So you’re in a band, or you’re an artist, and you want to throw your music out there on the Internet. You’ve read all about services like Spotify, Apple Music, YouTube, and Google Music, though you’re still not too sure exactly what the pay rates are. Fortunately, David Lowery of The Trichordist has figured it out!
In a post on HypeBot, Lowery breaks down the streaming revenue of an independent label with about 150 albums in its catalog, and who generated approximately 115 million streams per year. This study is contained to the calendar years of 2016
For starters, Lowery notes that Spotify’s pay rate for artists has gone down from $0.00521 per song in 2014, to $0.00437 in 2016. However, he says that for the label, Spotify generates 62.97% of its total online streams, and those streams translate to 69.57% of its total online profits from streaming.

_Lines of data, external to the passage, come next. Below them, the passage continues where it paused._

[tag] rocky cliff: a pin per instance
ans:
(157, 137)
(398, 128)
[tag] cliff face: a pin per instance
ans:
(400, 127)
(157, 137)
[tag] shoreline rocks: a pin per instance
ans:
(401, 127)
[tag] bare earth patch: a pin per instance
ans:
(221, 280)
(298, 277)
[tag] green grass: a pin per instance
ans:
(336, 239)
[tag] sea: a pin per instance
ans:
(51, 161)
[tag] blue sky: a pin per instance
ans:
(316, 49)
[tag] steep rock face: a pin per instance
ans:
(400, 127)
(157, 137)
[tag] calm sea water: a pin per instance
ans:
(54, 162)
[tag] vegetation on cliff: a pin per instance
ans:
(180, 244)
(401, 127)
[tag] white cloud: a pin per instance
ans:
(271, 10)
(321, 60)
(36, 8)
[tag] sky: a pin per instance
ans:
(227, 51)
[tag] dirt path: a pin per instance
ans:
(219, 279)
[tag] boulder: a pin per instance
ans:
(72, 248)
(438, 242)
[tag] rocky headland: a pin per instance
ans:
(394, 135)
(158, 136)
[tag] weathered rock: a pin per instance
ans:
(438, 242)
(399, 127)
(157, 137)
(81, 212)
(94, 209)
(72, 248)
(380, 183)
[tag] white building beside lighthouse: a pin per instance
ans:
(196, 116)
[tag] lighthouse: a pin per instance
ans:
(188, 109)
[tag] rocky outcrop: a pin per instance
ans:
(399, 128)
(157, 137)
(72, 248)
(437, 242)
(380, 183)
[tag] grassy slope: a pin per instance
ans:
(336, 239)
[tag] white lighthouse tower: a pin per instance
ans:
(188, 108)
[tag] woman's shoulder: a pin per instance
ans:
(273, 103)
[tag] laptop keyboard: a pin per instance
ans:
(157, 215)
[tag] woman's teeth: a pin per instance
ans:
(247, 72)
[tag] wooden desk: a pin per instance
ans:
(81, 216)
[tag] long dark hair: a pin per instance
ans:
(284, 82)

Apple Music pays out $0.00735 per song, makes up 7.18% of the label’s streams and 13.35% of its revenue, and Google is $0.00676 per song, 2.36% of streams and 4.03% of its revenue.
Then there’s YouTube, whose payout is $0.00069 per song, makes up 21.70% of the label’s streams, and constitutes 3.81% of its revenue. So y’know, don’t even bank of making it rich as a musician on YouTube… or Spotify for that matter, if the rates keep dropping.